Burcharth J, Pommergaard H-C, Klein M, Rosenberg J
Department of Surgery D, Herlev Hospital, University of Copenhagen, Copenhagen, Denmark.
Eur Surg Res. 2013;51(1-2):33-40. doi: 10.1159/000353970. Epub 2013 Aug 16.
Incisional hernia (IH) is a well-known complication after abdominal surgical procedures. The exact etiology of IH is still unknown even though many risk factors have been suggested. The aim of this study was to create an animal model of a weakly healed abdominal fascia that could be used to evaluate the actively healing fascia. Such an animal model may promote future research in the prevention of IH.
86 male Sprague-Dawley rats were used to establish a model involving six experiments (experiments A-F). Mechanical testing of the breaking strength of the healed fascia was performed by testing tissue strips from the healed fascia versus the unincised control fascia 7 and 28 days postoperatively.

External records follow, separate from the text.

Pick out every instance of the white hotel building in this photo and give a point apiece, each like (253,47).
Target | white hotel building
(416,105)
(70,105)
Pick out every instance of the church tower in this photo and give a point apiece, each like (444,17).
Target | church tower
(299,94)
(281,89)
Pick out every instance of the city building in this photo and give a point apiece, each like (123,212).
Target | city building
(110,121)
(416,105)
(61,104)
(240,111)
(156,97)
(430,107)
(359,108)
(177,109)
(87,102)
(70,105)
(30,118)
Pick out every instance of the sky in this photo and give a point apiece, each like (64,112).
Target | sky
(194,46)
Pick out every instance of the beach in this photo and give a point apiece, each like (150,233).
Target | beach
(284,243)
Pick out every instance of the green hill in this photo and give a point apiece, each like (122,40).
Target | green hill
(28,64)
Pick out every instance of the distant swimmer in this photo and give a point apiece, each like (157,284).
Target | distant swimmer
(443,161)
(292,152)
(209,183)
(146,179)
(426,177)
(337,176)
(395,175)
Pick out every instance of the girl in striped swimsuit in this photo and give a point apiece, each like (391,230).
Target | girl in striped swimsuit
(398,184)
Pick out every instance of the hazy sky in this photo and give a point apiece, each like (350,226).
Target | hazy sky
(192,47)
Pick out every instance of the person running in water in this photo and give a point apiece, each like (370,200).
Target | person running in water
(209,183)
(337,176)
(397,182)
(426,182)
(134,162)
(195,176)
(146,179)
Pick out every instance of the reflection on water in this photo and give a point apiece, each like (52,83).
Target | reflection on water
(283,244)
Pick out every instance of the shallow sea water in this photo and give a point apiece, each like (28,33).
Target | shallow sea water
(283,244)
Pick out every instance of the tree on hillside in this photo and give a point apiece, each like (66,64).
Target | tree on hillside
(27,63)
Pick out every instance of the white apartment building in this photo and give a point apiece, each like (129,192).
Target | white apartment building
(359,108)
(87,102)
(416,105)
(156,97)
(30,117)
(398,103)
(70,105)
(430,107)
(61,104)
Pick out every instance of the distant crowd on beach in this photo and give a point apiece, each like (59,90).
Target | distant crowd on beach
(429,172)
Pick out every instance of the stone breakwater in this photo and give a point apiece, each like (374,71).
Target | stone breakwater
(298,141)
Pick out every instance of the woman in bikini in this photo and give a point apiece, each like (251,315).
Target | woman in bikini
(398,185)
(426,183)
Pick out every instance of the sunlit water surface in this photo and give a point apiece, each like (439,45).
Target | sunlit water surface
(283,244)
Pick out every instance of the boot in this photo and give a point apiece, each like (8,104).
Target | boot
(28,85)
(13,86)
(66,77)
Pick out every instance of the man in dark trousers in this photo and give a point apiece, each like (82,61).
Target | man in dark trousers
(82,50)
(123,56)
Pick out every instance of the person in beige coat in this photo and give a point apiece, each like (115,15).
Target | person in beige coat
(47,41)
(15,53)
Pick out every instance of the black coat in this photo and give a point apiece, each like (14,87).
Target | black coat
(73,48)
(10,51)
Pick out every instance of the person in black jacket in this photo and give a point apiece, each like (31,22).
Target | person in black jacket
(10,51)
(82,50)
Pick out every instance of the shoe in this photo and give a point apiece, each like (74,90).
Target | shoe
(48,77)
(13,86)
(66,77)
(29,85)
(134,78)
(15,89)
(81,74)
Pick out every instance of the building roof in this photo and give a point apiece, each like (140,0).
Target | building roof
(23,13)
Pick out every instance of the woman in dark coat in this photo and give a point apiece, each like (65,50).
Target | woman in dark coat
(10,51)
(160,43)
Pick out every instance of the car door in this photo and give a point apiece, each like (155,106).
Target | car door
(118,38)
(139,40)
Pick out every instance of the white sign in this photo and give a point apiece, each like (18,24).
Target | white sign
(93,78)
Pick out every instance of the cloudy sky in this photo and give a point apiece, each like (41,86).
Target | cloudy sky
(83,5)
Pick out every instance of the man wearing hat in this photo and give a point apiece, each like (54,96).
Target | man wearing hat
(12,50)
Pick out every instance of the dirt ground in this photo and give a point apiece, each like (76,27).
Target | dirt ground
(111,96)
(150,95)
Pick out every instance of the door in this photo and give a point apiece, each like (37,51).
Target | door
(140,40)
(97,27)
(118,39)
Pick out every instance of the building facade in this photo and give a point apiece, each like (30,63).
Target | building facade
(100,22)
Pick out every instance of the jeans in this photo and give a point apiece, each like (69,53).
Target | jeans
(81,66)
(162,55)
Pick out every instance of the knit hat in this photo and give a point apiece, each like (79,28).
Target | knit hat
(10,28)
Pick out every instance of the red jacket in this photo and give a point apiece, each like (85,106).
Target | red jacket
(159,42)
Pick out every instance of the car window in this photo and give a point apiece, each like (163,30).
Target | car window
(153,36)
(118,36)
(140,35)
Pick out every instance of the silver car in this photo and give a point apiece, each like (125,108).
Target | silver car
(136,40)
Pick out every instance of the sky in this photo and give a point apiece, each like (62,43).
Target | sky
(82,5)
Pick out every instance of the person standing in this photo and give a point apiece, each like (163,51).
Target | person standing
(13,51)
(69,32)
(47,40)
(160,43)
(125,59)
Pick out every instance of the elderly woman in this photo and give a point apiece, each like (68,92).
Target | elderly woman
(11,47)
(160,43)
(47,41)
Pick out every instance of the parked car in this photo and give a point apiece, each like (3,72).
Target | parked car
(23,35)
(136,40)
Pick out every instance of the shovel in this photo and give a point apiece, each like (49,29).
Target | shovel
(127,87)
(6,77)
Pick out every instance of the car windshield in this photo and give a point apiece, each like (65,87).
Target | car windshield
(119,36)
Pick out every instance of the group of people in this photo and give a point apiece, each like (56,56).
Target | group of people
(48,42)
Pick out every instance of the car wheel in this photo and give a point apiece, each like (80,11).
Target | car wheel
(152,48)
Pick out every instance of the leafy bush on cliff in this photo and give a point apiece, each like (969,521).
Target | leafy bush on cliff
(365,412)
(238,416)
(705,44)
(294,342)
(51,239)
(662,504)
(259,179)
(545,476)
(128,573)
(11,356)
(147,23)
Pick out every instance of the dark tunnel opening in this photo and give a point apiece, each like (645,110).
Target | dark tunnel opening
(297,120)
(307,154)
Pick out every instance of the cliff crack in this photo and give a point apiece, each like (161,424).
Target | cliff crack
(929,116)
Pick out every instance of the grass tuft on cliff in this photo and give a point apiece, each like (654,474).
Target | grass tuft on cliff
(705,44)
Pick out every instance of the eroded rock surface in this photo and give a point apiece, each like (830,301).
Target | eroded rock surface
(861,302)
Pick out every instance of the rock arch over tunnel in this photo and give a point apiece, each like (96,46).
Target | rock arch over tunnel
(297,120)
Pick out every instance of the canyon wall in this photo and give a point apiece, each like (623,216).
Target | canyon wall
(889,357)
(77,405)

During the six experiments a healing model was created that produced significantly weaker coherent fascia when compared with the control tissue measured in terms of mechanical breaking strength. This new animal model employed myofascial closing after a full thickness abdominal incision using a running suture with fast-absorbable suture material. This technique produced a weak myofascial layer compared with the control tissue measured in terms of breaking strength after both 7 and 28 days.
It was possible to create a healed but weak abdominal fascia in rats with a minimum of defects after incision using a running suture technique in the fascia. In contrast to other models, regular tissue defects were absent, and the model can therefore be used to evaluate the changes, both histological and mechanical, in the actively healing fascia, which may lead to incisional herniation. Furthermore, the model may also be used to study interventions performed to promote healing. This contrasts with existing models with regular fascia defects, which are not well suited for this purpose.
切口疝(IH)是腹部外科手术后一种众所周知的并发症。尽管已经提出了许多危险因素,但IH的确切病因仍然未知。本研究的目的是创建一个腹部筋膜愈合薄弱的动物模型,可用于评估正在积极愈合的筋膜。这样的动物模型可能会促进未来预防IH的研究。
86只雄性Sprague-Dawley大鼠用于建立一个包含六个实验(实验A-F)的模型。在术后7天和28天,通过测试愈合筋膜与未切开的对照筋膜的组织条来对愈合筋膜的断裂强度进行力学测试。
在这六个实验中,创建了一个愈合模型,与对照组织相比,该模型产生的连贯筋膜在力学断裂强度方面明显更弱。这个新的动物模型在全层腹部切口后采用连续缝合快速吸收缝合材料进行肌筋膜闭合。与对照组织相比,在7天和28天后,该技术产生的肌筋膜层在断裂强度方面较弱。
使用筋膜连续缝合技术,在大鼠身上切开后以最少的缺损创建一个愈合但薄弱的腹部筋膜是可能的。与其他模型不同,该模型没有常规的组织缺损,因此可用于评估正在积极愈合的筋膜在组织学和力学方面的变化,这些变化可能导致切口疝。此外,该模型还可用于研究促进愈合的干预措施。这与现有的具有常规筋膜缺损的模型形成对比,后者不太适合此目的。